Animal tuberculosis (TB) caused by infection with Mycobacterium bovis and closely related members of the M. tuberculosis complex (MTC), is often reported in the Eurasian wild boar (Sus scrofa). Tests detecting antibodies against MTC antigens are valuable tools for TB monitoring and control in suids. However, only limited knowledge exists on serology test performance in 2-6 month-old piglets. In this age-class, recent infections might cause lower antibody levels and lower test sensitivity. We examined 126 wild boar piglets from a TB-endemic site using 6 antibody detection tests in order to assess test performance.

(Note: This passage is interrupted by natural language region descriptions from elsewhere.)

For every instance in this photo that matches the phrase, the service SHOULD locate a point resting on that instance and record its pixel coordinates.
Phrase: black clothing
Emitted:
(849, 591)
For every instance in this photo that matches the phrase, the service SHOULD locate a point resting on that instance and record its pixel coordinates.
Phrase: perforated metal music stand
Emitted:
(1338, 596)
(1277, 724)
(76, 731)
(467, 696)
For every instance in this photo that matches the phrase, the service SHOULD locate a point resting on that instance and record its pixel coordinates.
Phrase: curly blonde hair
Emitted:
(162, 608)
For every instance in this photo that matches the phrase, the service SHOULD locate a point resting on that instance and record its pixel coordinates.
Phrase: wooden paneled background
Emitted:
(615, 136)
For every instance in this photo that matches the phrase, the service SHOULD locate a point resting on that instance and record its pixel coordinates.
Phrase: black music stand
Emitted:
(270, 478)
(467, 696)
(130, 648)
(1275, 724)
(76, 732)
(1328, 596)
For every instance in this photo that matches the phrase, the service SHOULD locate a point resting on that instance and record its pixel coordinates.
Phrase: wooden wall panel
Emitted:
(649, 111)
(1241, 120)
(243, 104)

Bacterial culture (n=53) yielded a M. bovis infection prevalence of 33.9%, while serum antibody prevalence estimated by different tests ranged from 19% to 38%, reaching sensitivities between 15.4% and 46.2% for plate ELISAs and between 61.5% and 69.2% for rapid immunochromatographic tests based on dual path platform (DPP) technology. The Cohen kappa coefficient of agreement between DPP WTB (Wildlife TB) assay and culture results was moderate (0.45) and all other serological tests used had poor to fair agreements. This survey revealed the ability of several tests for detecting serum antibodies against the MTC antigens in 2-6 month-old naturally infected wild boar piglets. The best performance was demonstrated for DPP tests. The results confirmed our initial hypothesis of a lower sensitivity of serology for detecting M. bovis-infected piglets, as compared to older wild boar. Certain tests, notably the rapid animal-side tests, can contribute to TB control strategies by enabling the setup of test and cull schemes or improving pre-movement testing. However, sub-optimal test performance in piglets as compared to that in older wild boar should be taken into account.